United States Senators Richard Blumenthal and Edward Markey introduced legislation earlier this week designed to combat the rising threat of automotive cyber attacks, according to a release on Blumenthal’s Senate website.
The bill, known as The Security and Privacy in Your Car (SPY Car) Act, would direct the National Highway Traffic Safety Administration and the Federal Trade Commission to establish federal standards to secure cars and protect drivers’ privacy.
When introducing new cyber legislation, two of the biggest concerns are security and privacy, and this bill seeks to address both issues. Regarding security, under this bill, all access points in the car would be equipped with reasonable measures to protect against hacking attacks; all collected information would be secured to prevent unwanted access; and the vehicle would be equipped with technology that can detect, report and stop hacking attempts in real-time.
The legislation would also address users’ privacy concerns as well. Specifically, it would require that owners are made explicitly aware of collection, transmission, retention, and use of driving data, are able to opt out of data collection and retention without losing access to key navigation or other features (when technically feasible except in the case of electronic data recorders or other safety or regulatory systems), and that personal driving information may not be used for advertising or marketing purposes.
Additionally, there would a rating system or “cyber dashboard” that would display an evaluation of how well various vehicles rate beyond the aforementioned minimum standards that would be presented in a transparent, consumer-friendly form on the window sticker of all new vehicles, allowing consumer pressure to further push automotive companies toward securing their vehicles.
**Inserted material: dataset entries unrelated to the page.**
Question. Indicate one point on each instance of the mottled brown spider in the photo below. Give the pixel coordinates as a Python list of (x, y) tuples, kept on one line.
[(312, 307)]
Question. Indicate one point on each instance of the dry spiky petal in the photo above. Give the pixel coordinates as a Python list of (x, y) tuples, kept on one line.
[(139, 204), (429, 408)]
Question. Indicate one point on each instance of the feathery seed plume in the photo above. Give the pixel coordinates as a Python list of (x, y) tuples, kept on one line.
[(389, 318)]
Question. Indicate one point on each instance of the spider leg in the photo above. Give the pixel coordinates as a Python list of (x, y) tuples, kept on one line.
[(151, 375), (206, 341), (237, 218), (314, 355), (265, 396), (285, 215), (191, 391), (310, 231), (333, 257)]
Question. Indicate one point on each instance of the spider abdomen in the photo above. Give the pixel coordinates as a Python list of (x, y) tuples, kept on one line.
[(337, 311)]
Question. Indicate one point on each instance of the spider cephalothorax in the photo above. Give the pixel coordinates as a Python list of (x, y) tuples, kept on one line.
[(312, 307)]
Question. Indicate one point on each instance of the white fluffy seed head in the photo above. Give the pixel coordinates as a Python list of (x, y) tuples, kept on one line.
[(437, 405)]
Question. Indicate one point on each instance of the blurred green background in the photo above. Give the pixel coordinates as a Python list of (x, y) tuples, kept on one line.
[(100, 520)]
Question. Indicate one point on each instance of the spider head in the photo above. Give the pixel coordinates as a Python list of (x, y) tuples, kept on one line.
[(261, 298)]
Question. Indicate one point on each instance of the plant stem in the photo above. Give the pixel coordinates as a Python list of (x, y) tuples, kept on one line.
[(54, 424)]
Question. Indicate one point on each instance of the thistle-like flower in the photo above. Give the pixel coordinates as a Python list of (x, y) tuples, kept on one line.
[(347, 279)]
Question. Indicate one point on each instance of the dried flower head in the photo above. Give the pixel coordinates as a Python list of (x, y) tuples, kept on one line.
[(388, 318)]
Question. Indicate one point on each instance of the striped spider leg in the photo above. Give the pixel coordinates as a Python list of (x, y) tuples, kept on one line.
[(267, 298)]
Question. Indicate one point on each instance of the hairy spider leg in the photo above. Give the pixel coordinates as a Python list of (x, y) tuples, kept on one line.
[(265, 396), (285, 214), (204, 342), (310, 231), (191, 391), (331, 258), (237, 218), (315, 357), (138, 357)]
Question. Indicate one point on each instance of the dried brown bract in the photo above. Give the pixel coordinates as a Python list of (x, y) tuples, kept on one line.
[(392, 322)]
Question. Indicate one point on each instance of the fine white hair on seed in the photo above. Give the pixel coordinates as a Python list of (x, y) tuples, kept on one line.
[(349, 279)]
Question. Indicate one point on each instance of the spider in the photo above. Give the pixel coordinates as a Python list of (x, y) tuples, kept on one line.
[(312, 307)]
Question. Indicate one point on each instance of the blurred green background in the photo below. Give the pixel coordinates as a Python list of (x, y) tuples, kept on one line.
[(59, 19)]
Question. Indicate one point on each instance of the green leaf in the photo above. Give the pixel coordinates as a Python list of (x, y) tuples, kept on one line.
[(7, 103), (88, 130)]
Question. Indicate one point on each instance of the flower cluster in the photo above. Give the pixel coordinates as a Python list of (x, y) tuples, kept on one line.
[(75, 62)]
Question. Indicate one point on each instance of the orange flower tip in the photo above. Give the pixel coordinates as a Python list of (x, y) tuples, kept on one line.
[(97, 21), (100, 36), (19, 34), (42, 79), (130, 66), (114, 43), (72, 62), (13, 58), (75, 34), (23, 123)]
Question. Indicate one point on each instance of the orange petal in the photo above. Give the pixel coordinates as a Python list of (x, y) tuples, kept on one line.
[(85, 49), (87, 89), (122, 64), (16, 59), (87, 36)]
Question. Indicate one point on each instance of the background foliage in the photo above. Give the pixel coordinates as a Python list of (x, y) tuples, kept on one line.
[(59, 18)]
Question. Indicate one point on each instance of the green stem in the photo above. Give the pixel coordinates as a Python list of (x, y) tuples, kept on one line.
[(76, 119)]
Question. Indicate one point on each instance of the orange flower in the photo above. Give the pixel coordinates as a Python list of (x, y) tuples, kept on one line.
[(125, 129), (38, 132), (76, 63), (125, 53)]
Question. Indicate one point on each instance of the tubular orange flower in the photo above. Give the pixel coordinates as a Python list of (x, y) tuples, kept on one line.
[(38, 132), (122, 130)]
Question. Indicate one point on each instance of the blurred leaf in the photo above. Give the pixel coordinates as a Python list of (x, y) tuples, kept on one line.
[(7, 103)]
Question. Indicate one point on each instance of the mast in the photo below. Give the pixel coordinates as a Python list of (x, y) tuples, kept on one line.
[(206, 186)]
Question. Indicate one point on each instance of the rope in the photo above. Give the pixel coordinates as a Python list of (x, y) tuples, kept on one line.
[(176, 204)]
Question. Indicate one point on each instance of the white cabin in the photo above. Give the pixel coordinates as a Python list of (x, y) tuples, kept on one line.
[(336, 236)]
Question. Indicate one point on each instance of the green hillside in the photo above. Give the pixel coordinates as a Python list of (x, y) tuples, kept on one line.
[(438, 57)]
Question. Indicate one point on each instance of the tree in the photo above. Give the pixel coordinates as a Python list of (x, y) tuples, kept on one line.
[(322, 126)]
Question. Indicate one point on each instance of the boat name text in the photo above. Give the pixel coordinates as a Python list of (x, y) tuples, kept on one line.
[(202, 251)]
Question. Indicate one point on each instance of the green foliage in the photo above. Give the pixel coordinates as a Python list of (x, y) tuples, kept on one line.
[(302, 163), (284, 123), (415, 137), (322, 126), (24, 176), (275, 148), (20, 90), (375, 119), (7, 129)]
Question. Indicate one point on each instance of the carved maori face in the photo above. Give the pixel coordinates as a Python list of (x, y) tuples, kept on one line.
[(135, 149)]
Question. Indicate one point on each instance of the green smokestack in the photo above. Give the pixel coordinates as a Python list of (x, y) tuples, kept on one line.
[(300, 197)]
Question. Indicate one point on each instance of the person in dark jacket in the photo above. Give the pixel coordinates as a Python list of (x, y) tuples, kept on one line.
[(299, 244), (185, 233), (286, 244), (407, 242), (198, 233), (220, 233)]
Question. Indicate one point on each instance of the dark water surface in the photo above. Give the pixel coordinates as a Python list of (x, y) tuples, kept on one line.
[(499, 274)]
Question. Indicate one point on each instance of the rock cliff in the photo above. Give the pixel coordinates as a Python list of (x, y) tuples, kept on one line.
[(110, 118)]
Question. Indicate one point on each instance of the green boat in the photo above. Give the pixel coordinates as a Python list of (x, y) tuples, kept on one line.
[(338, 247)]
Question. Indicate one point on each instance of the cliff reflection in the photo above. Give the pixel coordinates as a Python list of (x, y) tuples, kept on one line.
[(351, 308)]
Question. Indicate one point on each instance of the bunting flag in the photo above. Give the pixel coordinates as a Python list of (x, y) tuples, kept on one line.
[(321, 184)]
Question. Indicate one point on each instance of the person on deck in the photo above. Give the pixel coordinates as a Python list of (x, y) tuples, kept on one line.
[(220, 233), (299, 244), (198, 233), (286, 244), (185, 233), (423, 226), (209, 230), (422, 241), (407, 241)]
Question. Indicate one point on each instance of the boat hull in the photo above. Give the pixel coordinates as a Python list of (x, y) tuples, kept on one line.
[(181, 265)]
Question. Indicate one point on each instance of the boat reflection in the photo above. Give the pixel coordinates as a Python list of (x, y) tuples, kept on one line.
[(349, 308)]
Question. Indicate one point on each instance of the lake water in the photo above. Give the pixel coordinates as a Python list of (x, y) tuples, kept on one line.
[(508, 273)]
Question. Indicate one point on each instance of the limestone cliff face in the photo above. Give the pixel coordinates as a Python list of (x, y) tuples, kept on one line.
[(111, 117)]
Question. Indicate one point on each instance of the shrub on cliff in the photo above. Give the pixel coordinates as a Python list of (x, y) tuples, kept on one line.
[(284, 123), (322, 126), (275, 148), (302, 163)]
“Rushing to roll out the next big thing, automakers have left cars unlocked to hackers and data-trackers,” Blumenthal said in the release. “This common-sense legislation protects the public against cybercriminals who exploit exciting advances in technology like self-driving and wireless connected cars. Federal law must provide minimum standards and safeguards that keep hackers out of drivers’ private data lanes. Security and safety need not be sacrificed for the convenience and promise of wireless progress.”
The legislation comes amid growing concern about automotive safety against cyber attacks. A WIRED article published this week featured two researchers who successfully disabled the transmission and cut the brakes of a 2014 Jeep Cherokee among other scary commands, although a Markey spokesperson told WIRED that the bill’s release wasn’t timed to WIRED’s story.
The entire release of the proposed legislation can be found on the Blumenthal website.